The decision, announced by Health Cabinet Secretary Aden Duale on Wednesday, follows alarming data from the government’s Digital Health Superhighway, which exposed widespread gaps in Level 4 and 5 hospitals. Investigations revealed that patients undergo consultations, lab tests, and even surgeries—only to leave without essential medications.
Patients Forced to Buy Drugs Privately
Duale told senators that many public hospitals are surrounded by private pharmacies, where patients are frequently redirected to purchase medicines out of pocket. This practice, he said, has led to significant financial strain on vulnerable Kenyans.
“Under the new policy, SHA will cover all treatment costs except for drugs if facilities fail to provide them,” Duale explained. “This ensures hospitals are held accountable.”
Kakamega Provincial General Hospital emerged as a key example, where over 52,000 patients reportedly received treatment without being dispensed medicines. Similar trends were flagged in Nairobi and Bomet counties.
Push for KEMSA Reliance and Fraud Crackdown
The move is also designed to pressure hospitals to procure medicines exclusively from the Kenya Medical Supplies Authority (KEMSA), which has significantly improved its stock availability. KEMSA’s current order fulfillment rate stands at 92%, with full capacity expected by year-end.

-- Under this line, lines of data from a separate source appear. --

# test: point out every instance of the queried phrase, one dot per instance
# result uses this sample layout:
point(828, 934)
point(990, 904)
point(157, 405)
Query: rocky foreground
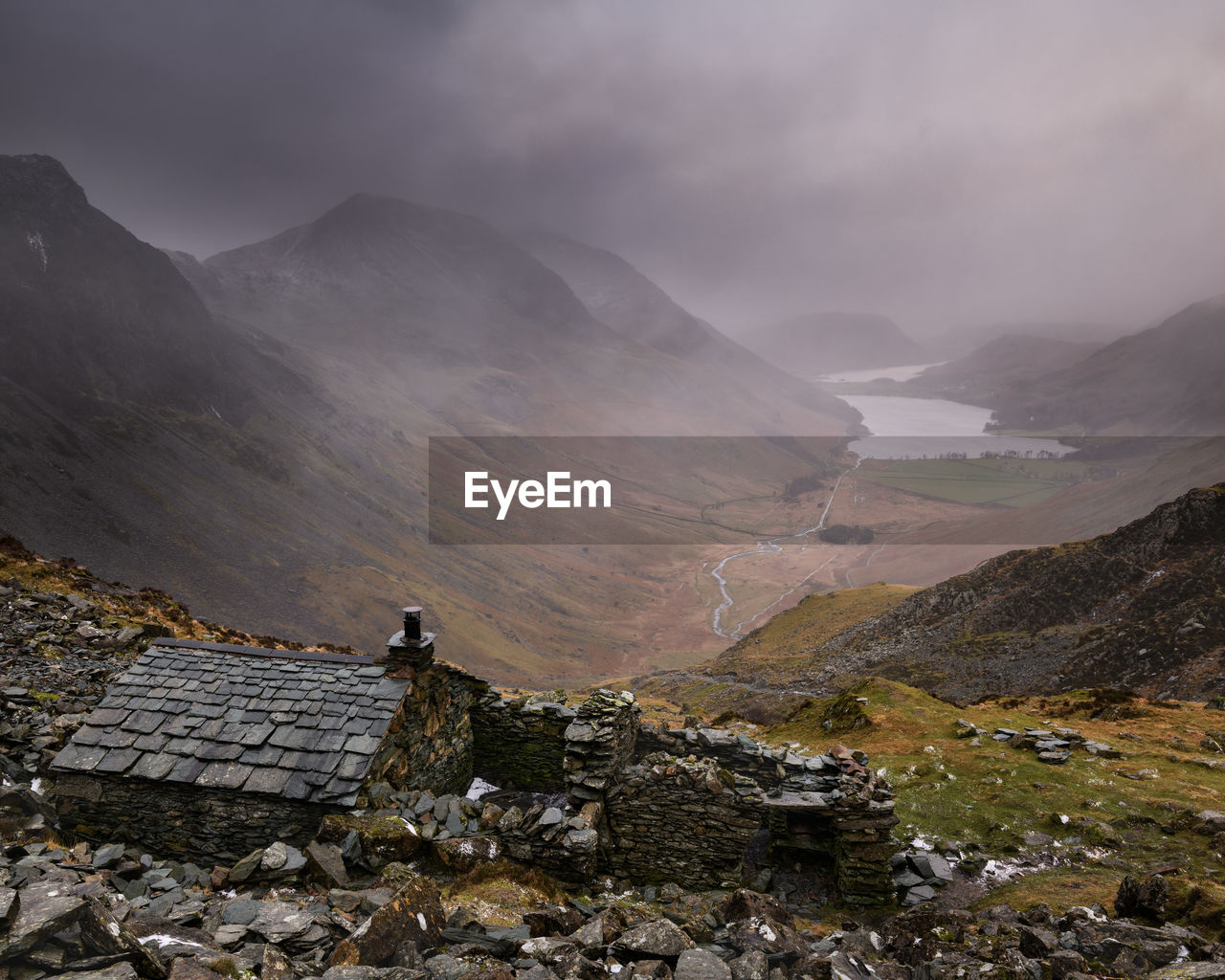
point(112, 913)
point(372, 898)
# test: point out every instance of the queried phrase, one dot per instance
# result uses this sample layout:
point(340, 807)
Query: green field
point(1011, 482)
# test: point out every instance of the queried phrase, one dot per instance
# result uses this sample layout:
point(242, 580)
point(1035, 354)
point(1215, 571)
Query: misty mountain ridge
point(96, 316)
point(1140, 608)
point(617, 294)
point(825, 342)
point(486, 336)
point(993, 372)
point(262, 451)
point(1164, 380)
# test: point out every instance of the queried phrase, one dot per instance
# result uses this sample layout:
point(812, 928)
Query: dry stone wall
point(219, 826)
point(690, 805)
point(520, 744)
point(429, 743)
point(687, 821)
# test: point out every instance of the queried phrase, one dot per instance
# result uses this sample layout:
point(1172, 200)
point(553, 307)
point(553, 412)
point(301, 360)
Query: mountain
point(1164, 380)
point(825, 342)
point(69, 275)
point(952, 345)
point(489, 336)
point(617, 294)
point(1140, 608)
point(992, 374)
point(252, 432)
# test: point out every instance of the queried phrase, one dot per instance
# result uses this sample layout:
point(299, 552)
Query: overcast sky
point(944, 163)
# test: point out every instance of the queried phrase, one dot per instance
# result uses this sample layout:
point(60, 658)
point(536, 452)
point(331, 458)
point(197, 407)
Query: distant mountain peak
point(33, 183)
point(835, 341)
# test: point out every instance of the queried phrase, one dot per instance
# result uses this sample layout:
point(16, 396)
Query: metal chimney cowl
point(411, 647)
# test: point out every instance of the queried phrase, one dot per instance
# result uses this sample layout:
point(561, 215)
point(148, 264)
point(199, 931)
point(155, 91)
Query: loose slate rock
point(658, 939)
point(105, 934)
point(414, 915)
point(43, 909)
point(1189, 971)
point(119, 971)
point(701, 965)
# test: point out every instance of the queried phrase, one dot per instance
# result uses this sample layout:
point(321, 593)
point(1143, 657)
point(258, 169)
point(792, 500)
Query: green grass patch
point(1010, 482)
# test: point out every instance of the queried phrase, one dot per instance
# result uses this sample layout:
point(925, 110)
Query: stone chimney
point(410, 647)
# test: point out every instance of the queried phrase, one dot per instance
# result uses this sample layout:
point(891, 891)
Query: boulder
point(746, 904)
point(326, 865)
point(556, 920)
point(384, 836)
point(43, 909)
point(466, 853)
point(659, 939)
point(701, 965)
point(414, 915)
point(118, 971)
point(1143, 900)
point(108, 936)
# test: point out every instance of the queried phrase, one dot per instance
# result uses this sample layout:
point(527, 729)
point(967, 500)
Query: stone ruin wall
point(639, 808)
point(639, 803)
point(430, 742)
point(520, 744)
point(670, 819)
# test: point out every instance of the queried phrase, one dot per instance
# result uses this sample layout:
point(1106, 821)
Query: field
point(1127, 814)
point(1010, 482)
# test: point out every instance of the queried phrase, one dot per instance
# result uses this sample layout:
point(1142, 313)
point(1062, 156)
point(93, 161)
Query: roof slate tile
point(217, 720)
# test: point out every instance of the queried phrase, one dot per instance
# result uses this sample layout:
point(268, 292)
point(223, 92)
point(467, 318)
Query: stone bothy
point(213, 750)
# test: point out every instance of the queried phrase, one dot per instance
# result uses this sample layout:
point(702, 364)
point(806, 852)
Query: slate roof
point(261, 723)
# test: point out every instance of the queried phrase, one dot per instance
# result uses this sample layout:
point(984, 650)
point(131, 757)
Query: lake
point(917, 428)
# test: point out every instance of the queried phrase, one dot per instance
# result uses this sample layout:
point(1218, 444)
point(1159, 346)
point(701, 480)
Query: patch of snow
point(479, 788)
point(162, 941)
point(34, 239)
point(1003, 871)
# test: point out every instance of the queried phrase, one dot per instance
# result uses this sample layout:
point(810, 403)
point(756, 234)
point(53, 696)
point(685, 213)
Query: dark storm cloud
point(945, 163)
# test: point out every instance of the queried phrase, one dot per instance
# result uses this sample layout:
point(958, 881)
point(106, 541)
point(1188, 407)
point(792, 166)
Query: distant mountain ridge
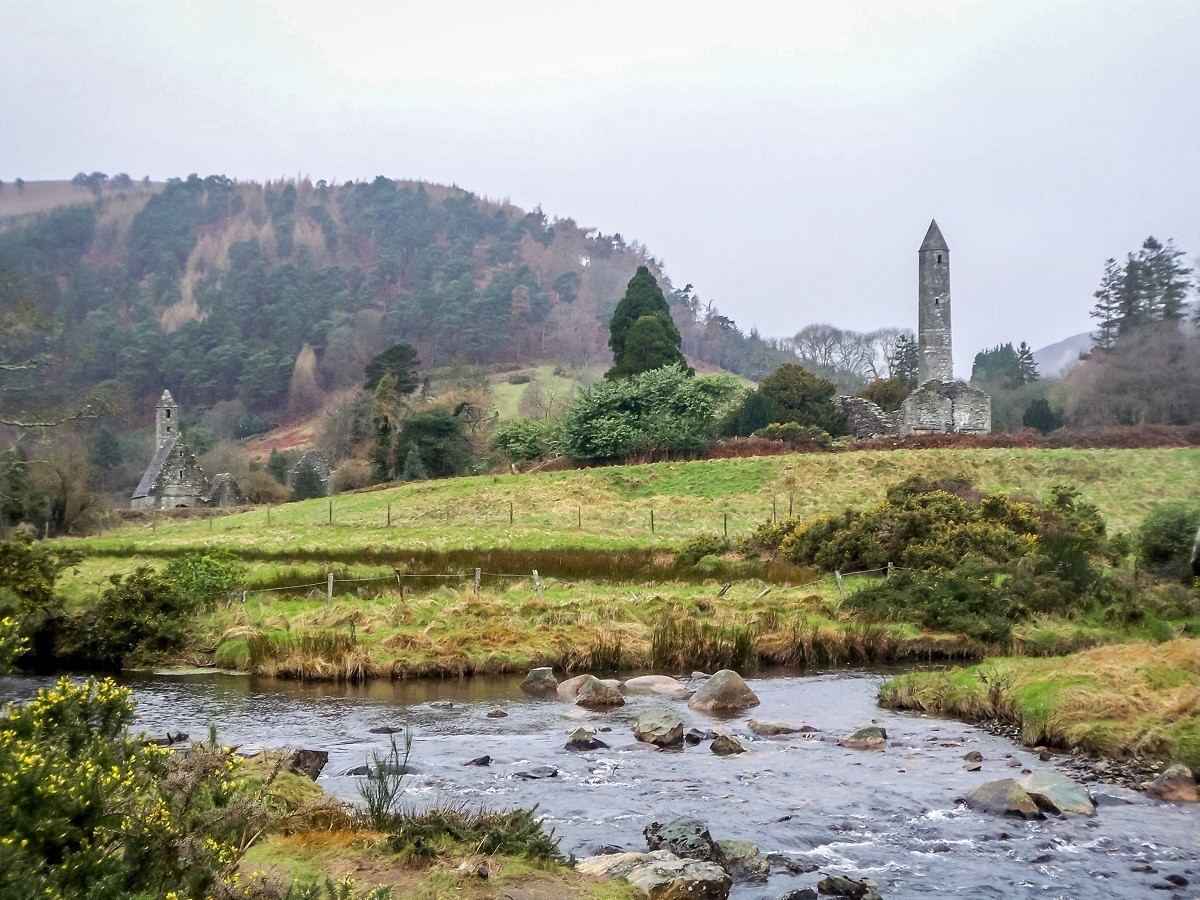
point(223, 289)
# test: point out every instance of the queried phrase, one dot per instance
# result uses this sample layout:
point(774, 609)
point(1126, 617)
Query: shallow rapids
point(889, 815)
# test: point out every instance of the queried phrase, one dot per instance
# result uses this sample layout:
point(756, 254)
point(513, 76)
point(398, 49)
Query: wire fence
point(331, 582)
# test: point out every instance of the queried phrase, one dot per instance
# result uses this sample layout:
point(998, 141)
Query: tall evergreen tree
point(642, 335)
point(1027, 366)
point(903, 360)
point(1108, 306)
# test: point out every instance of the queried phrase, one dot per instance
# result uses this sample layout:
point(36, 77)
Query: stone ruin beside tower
point(940, 405)
point(174, 479)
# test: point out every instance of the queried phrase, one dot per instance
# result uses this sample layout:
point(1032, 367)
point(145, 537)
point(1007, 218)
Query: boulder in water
point(843, 886)
point(595, 694)
point(1057, 795)
point(683, 837)
point(743, 861)
point(1176, 785)
point(538, 772)
point(726, 745)
point(583, 738)
point(309, 762)
point(540, 682)
point(873, 737)
point(659, 726)
point(1002, 798)
point(665, 685)
point(725, 691)
point(661, 875)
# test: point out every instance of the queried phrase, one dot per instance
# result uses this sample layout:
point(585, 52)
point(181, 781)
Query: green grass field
point(610, 508)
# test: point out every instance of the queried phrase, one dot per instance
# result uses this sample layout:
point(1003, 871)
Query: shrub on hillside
point(664, 409)
point(351, 475)
point(797, 437)
point(702, 545)
point(138, 616)
point(203, 577)
point(1167, 534)
point(924, 523)
point(522, 439)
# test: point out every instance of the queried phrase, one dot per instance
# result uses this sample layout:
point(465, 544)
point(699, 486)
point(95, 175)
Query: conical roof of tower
point(934, 239)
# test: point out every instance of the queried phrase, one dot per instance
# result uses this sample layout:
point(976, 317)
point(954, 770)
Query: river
point(893, 815)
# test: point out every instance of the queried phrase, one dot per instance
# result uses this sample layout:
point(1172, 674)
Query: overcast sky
point(785, 159)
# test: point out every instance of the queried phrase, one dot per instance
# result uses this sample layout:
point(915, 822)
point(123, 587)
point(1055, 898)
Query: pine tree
point(307, 484)
point(414, 468)
point(903, 360)
point(384, 421)
point(642, 335)
point(1108, 306)
point(1027, 366)
point(277, 465)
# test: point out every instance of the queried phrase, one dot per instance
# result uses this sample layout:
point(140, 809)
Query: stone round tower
point(167, 419)
point(935, 358)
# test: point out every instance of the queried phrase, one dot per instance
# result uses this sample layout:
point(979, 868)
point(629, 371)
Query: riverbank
point(1135, 700)
point(654, 505)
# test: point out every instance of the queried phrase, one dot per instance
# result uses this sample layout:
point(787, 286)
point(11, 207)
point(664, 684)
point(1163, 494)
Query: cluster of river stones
point(683, 859)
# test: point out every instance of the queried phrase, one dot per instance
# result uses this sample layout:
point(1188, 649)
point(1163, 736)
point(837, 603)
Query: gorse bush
point(1167, 534)
point(94, 813)
point(139, 615)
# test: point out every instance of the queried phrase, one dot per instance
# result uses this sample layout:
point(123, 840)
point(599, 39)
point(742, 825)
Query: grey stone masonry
point(935, 355)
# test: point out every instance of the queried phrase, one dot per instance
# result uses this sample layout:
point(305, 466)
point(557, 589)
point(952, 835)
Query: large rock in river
point(727, 745)
point(1057, 795)
point(540, 682)
point(585, 738)
point(1176, 784)
point(659, 726)
point(873, 737)
point(683, 837)
point(725, 691)
point(595, 694)
point(661, 875)
point(665, 685)
point(1003, 798)
point(743, 861)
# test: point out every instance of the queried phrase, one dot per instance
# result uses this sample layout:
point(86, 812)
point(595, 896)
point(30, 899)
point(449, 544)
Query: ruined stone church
point(174, 479)
point(940, 405)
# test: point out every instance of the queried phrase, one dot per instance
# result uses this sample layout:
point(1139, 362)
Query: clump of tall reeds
point(679, 642)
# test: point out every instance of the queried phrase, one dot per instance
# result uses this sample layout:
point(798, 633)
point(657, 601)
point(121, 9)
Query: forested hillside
point(223, 291)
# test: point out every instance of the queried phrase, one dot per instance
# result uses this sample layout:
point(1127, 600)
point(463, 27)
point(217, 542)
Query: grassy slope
point(688, 498)
point(1121, 700)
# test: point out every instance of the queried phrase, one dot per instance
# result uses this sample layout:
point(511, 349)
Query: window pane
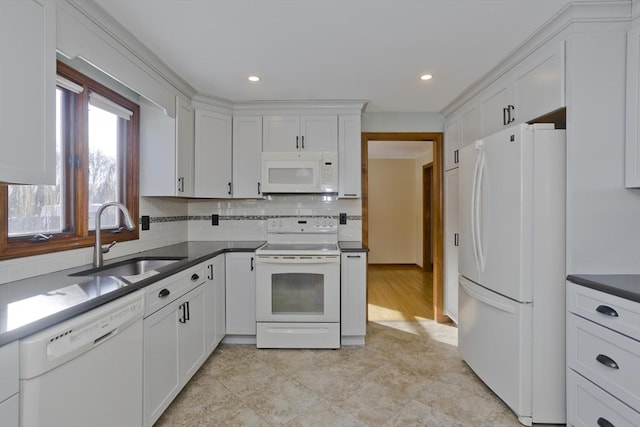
point(37, 209)
point(105, 129)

Meanwhile, digitization efforts have helped uncover fraud, leading to the closure of 1,200 fraudulent health facilities and the suspension of 22 doctors and 40 clinicians linked to malpractice.
Legacy NHIF Debts Addressed
To ease the transition from the defunct National Hospital Insurance Fund (NHIF), the government has allocated Sh4 billion to settle verified claims, particularly those under Sh10 million. SHA has already processed 74% of claims, adhering to a strict 90-day payment window.
Broader Health Reforms Underway
Beyond financing, the ministry is rolling out expanded cancer care services, including a new linear accelerator at Kenyatta National Hospital and regional cancer centers in Kisii, Nyeri, Meru, and Kisumu.
Additional measures include stricter tobacco control policies and the implementation of the Kenya Climate Change and Health Strategy (2024–2029) to combat climate-related health risks.
The reforms signal Kenya’s push for a more transparent, efficient healthcare system—but patients and providers alike will be watching closely to see if the changes translate into better care on the ground.